Die Märkte erleben einen wahren Boom und brechen Jahr für Jahr Besucherrekorde. Zürich mausert sich gar zu einer Weihnachtsmetropole. «In Zürich stiegen die Logiernächte im Dezember in den letzten fünf Jahren um über 20 Prozent an», sagt Martin Sturzenegger, Präsident von Zürich Tourismus, zu Radio Energy.

Vorfreude das ganze Jahr

Die Standbetreiber freuen sich besonders auf heute Abend. «Die Weihnachtszeit treibt die Leute automatisch an die Märkte. Die Eröffnung wird ein grosses Highlight für uns», sagt Sean Pfister von Dilly Socks in Zürich. Auch Claudio Tessaro von Luma Delikatessen ist froh, dass es endlich losgeht: «Wir freuen uns das ganze Jahr auf unseren Standbetrieb. Wir sind wie eine kleine Familie und haben viel Freude am Weihnachtszauber.»

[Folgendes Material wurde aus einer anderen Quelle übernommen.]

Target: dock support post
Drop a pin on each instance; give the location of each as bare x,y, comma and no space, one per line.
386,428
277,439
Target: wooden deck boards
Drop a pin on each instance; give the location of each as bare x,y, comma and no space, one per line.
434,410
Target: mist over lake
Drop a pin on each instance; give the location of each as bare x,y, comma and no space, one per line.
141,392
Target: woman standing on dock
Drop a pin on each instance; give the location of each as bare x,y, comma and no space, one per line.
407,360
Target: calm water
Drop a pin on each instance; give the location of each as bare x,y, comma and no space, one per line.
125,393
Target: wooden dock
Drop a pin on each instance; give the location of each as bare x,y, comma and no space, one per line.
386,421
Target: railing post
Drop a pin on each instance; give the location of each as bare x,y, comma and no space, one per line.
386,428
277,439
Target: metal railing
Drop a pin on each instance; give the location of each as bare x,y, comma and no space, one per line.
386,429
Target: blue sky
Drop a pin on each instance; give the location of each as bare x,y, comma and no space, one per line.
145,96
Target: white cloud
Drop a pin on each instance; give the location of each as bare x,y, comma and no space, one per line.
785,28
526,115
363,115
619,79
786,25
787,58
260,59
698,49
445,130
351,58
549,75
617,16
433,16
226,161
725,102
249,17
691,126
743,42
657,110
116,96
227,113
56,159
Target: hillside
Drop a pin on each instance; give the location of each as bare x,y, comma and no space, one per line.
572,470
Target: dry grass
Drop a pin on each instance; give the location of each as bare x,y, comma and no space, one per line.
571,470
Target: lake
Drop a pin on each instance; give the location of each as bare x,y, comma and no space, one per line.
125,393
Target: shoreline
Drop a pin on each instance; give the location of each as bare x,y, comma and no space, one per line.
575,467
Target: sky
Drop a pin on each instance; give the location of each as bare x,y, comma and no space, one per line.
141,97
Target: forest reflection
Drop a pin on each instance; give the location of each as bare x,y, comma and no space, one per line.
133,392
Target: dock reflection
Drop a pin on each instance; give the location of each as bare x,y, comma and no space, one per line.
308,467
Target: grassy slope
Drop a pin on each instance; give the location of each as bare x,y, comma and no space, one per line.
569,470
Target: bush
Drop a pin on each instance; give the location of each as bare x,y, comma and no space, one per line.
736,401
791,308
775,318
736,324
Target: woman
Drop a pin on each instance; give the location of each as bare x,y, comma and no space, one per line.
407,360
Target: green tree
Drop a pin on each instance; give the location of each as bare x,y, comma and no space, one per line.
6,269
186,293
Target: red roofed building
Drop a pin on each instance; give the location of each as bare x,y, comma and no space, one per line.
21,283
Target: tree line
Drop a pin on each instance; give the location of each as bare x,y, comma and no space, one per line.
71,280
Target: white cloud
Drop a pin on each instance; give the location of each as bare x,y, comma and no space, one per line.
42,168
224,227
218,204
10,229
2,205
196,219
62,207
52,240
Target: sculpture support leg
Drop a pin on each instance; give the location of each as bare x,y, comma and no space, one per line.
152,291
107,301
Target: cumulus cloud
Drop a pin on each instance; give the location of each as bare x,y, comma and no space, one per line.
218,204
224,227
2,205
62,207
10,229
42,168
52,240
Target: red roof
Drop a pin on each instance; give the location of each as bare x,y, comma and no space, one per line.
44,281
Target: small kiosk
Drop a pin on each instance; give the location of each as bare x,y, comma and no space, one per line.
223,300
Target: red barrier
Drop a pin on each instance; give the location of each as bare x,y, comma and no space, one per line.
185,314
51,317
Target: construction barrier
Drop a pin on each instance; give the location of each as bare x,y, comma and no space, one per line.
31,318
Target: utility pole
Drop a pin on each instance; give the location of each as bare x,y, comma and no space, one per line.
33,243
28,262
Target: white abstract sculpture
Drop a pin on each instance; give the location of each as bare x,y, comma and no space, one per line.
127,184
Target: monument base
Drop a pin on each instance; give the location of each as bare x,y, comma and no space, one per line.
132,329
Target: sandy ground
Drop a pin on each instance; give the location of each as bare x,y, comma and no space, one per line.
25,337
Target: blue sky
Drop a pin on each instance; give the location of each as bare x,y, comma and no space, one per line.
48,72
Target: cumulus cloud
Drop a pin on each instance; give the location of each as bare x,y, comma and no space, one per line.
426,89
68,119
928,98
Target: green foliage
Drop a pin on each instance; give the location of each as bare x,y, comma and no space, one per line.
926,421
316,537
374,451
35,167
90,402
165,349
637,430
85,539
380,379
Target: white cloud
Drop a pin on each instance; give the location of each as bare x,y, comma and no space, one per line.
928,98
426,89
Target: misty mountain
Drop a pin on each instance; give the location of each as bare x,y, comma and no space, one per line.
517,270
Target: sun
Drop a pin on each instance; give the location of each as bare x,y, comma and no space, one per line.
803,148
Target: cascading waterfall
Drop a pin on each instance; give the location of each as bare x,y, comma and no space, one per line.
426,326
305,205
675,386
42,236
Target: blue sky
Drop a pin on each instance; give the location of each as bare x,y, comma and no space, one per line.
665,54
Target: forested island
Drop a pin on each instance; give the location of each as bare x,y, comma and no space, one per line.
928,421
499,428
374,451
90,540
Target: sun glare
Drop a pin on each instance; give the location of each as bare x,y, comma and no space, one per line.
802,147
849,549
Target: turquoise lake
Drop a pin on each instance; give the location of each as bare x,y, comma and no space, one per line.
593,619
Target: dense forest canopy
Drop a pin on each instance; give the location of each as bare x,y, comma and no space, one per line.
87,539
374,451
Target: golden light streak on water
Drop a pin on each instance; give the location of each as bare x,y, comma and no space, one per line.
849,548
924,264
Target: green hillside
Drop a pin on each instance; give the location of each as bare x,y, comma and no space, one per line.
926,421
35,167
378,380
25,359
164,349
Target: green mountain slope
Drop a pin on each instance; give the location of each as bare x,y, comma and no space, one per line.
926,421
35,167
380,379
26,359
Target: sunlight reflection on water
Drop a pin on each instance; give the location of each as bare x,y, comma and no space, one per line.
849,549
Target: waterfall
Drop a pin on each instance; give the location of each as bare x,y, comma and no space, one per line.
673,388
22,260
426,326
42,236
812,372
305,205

Das Wetter allerdings ist noch nicht weihnächtlich. Statt Kälte und Schnee herrschen fast sommerliche Temperaturen. Ähnlich war es letztes Jahr. Die Folge: Kaum jemand trank Glühwein oder kaufte Wollmützen.

«Dafür bleiben die Leute länger auf dem Markt, wenn es nicht so kalt ist», sagt Burgerverkäufer Tessaro: Und Vittoria Hengartner von Praliné Scherrer meint: «Die schöne Atmosphäre am Weihnachtsmarkt zieht jeden in den Bann.» Und: Bis Dienstag fallen die Temperaturen fast bis auf den Gefrierpunkt.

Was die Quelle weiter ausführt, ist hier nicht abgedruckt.